元女神は何者かに追われている身ながらも外出することに抵抗はないらしく、むしろ邦継の方が神経を使い、気休めながらも元女神にベースボールキャップを被せた。
「邦継、これあまり得意じゃないんだけど」
「自称・元女神さんとやらを守るためだ。俺だって一緒に行動したくない。誰に追われていて、なんで追われているかもわからない奴とな」
不貞腐れた邦継はしょうがなく連れてきたといわんばかりに肩を落として見せた。
衣服を何も持っていなかった元女神は邦継の服を借りており、身の丈に合わず、歩くたびに肌に触れていない服の部分がなびく。着崩したファッションにも見えなくはない様子だった。
「まずはどこからいくか……」
「エスコート役なのでしょう?どうぞこのモールを案内して?」
「どこまでものんきな奴だな……その容姿が目立つってことを忘れないでくれよ」
「わかってるって。美人はどこにいても目立ってしまうものだけれど何事も楽しまなければ損だもの」
「……とにかくそこら辺の服屋でも回って取り急ぎそろえて、さっさと帰ろう。長い無用ってやつだ。ちゃっちゃと済まそう」
「……護衛も付いたし、身の回りの物をしっかりとそろえましょう」
「……つくづく呑気だ。しかも俺持ちだし……高いものは控えてくれよ」
二人は広いショッピングモールを長々と回ることとなった。
「見て!邦継!この下着、かわいいよ」
「……さっさと選んでくれ、ランジェリーショップなんて俺には無縁だ」
「この際に女心を学んでおくのも必要よ。あなた、洞察力も神職としての能力も規格外だけどゆとりと遊び心がないわ。それに……」
元女神が一瞬の間を置き邦継に語り掛ける。
「なんだよ」
「もっとあなたのことを知りたいもの」
元女神は依り代のもともとの容姿なのか神性が見せる妖艶さなのかはわからないがその面貌には似つかわしくない幼い笑顔を邦継に向けた。

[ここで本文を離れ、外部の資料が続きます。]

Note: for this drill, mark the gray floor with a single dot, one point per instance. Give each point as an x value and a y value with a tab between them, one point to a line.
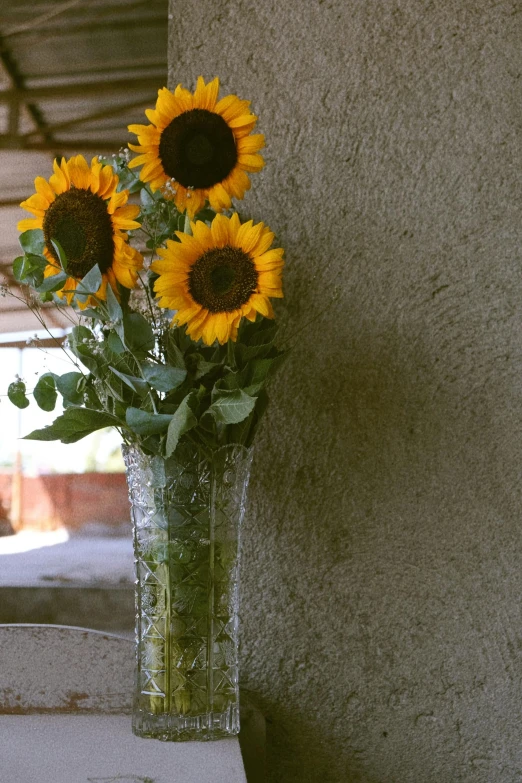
83	581
92	560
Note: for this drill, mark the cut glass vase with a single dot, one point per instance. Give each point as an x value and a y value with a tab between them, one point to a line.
187	512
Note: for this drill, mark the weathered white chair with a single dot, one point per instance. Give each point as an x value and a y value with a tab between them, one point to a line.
65	702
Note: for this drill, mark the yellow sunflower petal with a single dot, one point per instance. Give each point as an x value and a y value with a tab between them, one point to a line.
249	144
269	284
270	260
29	223
79	172
220	231
265	240
248	235
202	233
219	198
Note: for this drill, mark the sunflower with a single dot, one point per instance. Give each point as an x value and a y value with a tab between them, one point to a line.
218	275
80	208
197	147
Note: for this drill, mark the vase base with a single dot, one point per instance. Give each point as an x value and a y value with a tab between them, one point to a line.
184	728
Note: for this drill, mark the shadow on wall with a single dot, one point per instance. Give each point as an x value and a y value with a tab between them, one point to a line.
5	525
70	500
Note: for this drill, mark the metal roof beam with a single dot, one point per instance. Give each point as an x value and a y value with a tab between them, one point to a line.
77	90
101	115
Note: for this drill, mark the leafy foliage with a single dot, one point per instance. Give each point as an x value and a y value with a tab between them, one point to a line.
152	382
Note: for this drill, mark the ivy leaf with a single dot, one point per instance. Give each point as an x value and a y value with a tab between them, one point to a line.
29	269
139	337
45	392
137	385
231	406
115	312
32	241
52	283
74	424
115	344
145	423
182	421
162	377
81	350
16	394
71	386
89	285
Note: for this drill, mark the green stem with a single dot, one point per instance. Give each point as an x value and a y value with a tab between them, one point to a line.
211	594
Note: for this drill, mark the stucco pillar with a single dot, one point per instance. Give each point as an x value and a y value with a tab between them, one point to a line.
382	574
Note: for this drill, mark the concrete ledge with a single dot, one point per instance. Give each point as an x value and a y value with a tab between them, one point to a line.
104	607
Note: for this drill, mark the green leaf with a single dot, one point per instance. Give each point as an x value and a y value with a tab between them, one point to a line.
115	311
137	385
231	406
60	252
45	392
71	386
16	394
238	433
82	351
174	354
53	282
89	285
145	423
74	424
32	241
182	421
29	269
139	337
162	377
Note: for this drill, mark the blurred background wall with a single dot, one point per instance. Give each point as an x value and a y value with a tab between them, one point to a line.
382	550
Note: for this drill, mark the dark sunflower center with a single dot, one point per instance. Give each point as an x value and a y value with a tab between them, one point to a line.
79	221
198	149
223	279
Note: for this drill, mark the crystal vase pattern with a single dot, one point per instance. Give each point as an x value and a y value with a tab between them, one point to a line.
187	513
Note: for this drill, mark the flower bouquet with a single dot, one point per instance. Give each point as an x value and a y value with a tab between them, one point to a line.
172	339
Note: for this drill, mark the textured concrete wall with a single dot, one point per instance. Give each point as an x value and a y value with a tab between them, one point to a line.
382	577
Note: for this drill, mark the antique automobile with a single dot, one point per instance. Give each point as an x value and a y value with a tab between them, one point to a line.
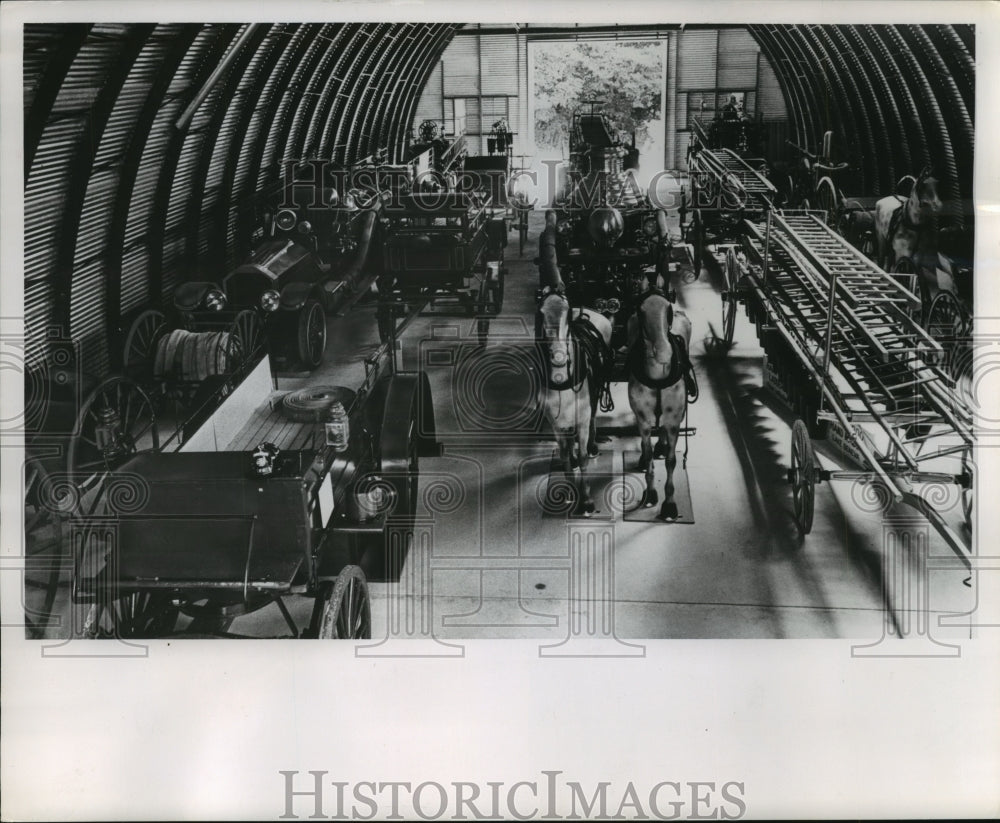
605	237
443	253
276	494
312	258
731	129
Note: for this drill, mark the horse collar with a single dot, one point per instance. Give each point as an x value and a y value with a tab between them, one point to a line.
575	374
647	294
677	363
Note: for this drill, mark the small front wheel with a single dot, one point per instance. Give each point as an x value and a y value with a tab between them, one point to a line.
311	334
803	476
343	608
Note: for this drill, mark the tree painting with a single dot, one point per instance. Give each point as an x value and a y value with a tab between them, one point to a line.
625	75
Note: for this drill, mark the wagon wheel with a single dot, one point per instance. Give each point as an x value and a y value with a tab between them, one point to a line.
141	341
946	323
868	245
803	476
731	303
116	422
905	272
137	614
489	304
967	494
311	337
385	316
400	448
905	185
343	608
698	240
246	338
522	231
826	201
945	319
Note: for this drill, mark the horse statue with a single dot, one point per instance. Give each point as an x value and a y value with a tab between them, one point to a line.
660	380
576	350
906	232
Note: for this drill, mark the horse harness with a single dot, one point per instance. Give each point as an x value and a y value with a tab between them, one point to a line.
591	357
680	364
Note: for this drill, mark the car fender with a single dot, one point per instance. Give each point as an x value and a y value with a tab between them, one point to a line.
294	295
189	296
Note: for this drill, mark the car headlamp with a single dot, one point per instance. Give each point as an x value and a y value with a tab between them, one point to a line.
270	300
215	300
285	219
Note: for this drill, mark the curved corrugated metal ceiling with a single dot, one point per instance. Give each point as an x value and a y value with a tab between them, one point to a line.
124	198
897	98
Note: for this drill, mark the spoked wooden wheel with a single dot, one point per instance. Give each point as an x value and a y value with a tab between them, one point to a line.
245	341
730	304
803	476
826	201
385	316
698	240
490	303
116	422
343	608
140	343
522	231
945	318
905	185
400	447
137	614
968	494
311	334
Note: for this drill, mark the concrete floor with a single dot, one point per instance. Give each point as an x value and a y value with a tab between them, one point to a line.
489	562
497	565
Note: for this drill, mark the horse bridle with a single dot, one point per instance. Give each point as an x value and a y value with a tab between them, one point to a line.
554	360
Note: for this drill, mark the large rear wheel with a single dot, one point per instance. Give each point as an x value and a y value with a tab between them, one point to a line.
343	608
311	334
826	201
803	476
137	614
141	341
730	301
116	422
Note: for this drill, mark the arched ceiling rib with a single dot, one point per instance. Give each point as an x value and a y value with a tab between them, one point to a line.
123	200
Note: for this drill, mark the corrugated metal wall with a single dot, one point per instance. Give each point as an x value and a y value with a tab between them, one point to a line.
488	71
711	64
121	204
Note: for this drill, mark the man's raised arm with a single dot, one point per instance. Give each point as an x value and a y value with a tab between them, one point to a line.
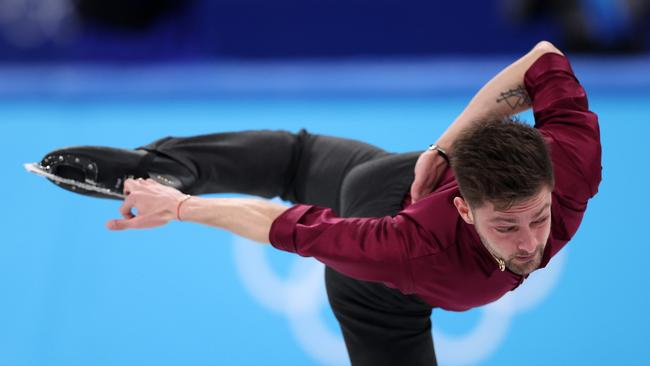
504	95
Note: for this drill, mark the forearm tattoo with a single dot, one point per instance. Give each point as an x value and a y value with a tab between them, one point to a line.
515	97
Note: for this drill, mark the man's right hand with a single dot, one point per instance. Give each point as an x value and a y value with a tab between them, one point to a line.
428	171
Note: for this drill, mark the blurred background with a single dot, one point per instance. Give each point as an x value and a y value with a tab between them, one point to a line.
124	73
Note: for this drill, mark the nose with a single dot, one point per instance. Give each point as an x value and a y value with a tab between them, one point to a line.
527	241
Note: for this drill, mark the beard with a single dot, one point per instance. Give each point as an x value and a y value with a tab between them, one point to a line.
524	267
518	266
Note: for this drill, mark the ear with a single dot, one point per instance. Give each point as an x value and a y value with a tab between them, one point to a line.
463	210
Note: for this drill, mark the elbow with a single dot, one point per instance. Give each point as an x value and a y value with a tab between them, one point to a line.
547	47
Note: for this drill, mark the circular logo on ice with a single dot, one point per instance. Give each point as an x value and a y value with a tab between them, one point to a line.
301	298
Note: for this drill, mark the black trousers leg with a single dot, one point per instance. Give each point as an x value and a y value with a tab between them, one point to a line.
300	168
380	325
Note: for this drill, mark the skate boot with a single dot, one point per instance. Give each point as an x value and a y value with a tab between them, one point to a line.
99	171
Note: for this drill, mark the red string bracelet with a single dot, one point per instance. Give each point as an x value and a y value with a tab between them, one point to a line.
178	208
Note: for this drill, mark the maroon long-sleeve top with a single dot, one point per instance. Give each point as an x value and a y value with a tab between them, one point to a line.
427	249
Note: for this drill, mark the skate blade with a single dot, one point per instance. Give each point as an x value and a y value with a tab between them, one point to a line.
88	185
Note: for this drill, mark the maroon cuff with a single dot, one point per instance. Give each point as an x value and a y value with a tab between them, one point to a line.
283	227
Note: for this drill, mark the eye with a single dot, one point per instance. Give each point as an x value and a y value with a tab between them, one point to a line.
540	221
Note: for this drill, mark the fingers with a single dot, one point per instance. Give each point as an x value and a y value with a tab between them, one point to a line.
134	223
126	207
419	188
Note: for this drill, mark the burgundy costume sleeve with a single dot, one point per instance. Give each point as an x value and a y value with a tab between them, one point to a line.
369	249
571	131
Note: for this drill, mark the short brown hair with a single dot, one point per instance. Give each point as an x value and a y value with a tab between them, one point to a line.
503	161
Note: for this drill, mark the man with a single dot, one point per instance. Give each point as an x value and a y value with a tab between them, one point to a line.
394	248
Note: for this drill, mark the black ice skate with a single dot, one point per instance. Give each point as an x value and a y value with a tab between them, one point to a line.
101	171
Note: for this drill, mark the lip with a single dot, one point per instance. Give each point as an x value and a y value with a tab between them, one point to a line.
525	258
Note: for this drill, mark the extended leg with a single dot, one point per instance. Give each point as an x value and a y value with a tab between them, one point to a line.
301	168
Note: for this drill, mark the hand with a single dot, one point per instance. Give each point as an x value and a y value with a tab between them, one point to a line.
156	205
428	171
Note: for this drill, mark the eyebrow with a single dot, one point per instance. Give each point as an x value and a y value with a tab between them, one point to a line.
514	221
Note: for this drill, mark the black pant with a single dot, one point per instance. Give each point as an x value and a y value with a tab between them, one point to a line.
380	325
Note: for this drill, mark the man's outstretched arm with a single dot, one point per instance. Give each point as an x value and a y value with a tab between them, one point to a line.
504	95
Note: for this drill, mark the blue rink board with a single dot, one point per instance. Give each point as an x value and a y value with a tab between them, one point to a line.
74	293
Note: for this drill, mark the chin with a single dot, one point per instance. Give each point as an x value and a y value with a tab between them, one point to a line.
527	268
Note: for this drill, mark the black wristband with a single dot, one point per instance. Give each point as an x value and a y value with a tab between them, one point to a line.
440	151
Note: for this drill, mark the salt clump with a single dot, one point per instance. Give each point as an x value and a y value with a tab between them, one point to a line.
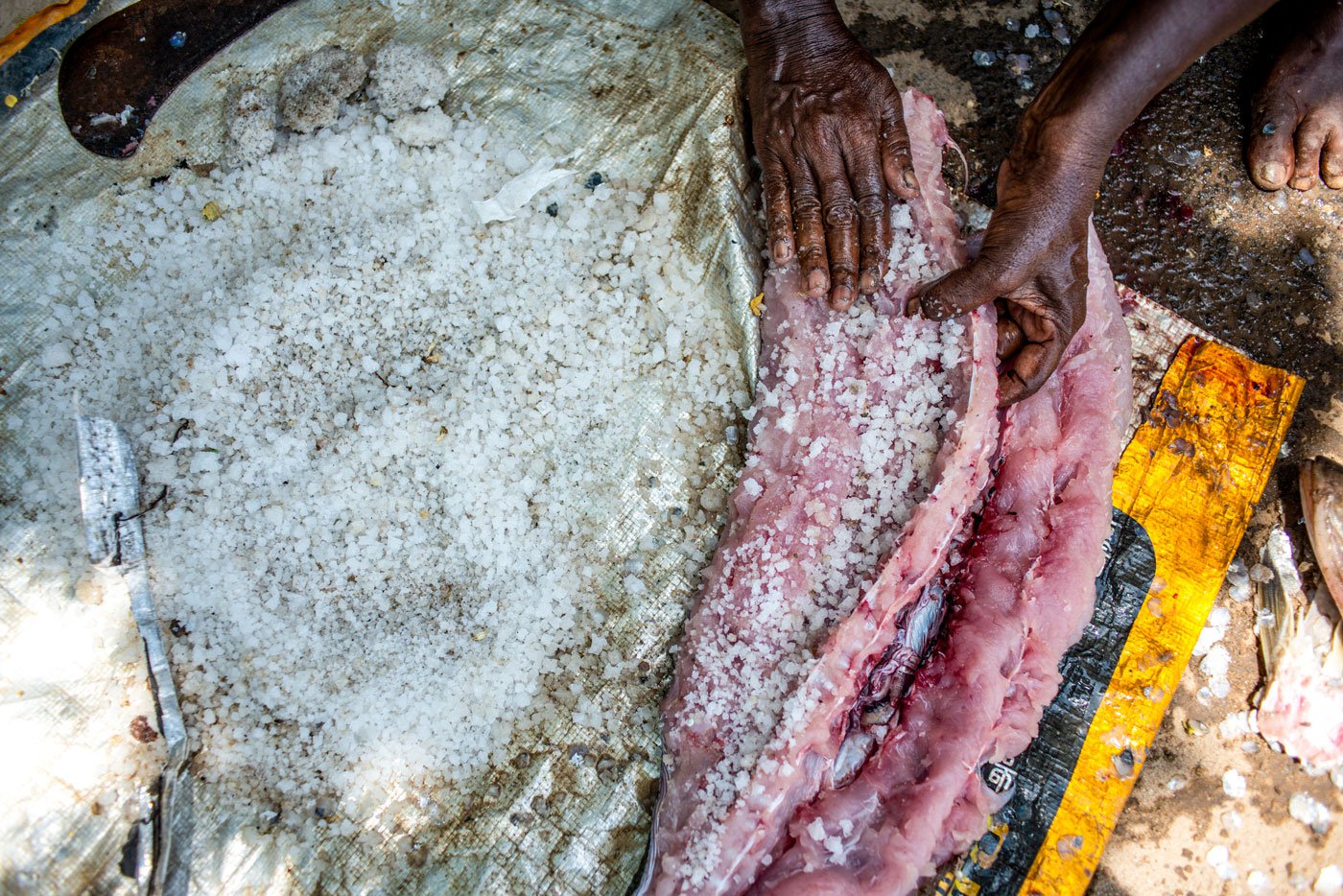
406	78
393	439
251	127
313	87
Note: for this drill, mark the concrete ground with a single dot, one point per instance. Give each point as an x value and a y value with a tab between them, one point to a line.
1184	224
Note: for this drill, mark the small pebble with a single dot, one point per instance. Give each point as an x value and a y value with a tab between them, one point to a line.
1309	812
1195	728
1219	858
1233	784
1208	638
1217	663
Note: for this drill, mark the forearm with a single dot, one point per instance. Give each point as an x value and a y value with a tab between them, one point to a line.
1128	54
767	24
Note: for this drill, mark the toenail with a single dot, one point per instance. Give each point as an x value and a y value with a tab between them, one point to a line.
1272	172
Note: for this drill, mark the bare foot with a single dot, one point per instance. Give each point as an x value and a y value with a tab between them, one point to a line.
1296	120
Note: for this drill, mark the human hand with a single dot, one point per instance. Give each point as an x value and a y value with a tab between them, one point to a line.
832	141
1033	262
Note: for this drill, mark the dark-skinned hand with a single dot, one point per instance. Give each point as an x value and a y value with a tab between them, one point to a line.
832	141
1033	265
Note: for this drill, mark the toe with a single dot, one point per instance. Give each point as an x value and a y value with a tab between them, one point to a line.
1271	145
1309	143
1331	160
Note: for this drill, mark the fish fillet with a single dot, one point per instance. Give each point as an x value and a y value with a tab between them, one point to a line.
869	443
1023	600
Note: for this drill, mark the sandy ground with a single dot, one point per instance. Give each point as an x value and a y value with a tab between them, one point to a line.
1184	224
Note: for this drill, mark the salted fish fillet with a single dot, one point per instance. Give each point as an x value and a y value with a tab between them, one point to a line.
795	609
1024	598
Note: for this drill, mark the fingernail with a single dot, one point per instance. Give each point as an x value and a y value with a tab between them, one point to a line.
1272	172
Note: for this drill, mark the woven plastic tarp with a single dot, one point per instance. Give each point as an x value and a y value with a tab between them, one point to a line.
641	90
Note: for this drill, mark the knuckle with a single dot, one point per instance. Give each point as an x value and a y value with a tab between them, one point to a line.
842	274
841	214
806	205
870	205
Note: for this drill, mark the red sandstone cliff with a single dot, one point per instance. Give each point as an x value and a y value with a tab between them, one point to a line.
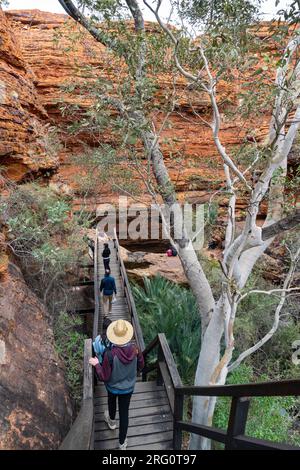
35	409
54	59
21	115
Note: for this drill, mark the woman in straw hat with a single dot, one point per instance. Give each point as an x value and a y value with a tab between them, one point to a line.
118	371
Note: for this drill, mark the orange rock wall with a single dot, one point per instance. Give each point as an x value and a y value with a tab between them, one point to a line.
54	51
22	117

「邦継……あなた、一介の神職にしては積み込みすぎてるっていうか、若すぎるしけどそれ以上に、なんていうか……」
「?」
「……いや、今は言葉を控えておくわ。私もまだ確証がないもの」
思い煩うようなしぐさを見せた彼女は何もなかったようにショップの中に戻っていった。
「はぁ……なんなんだよいったい」
1時間程度に抑えようと考えていた邦継であったが無邪気な元女神に翻弄され数時間、ショッピングモールの中を散策し、買い物を済ませた二人はフードコートへと向かった。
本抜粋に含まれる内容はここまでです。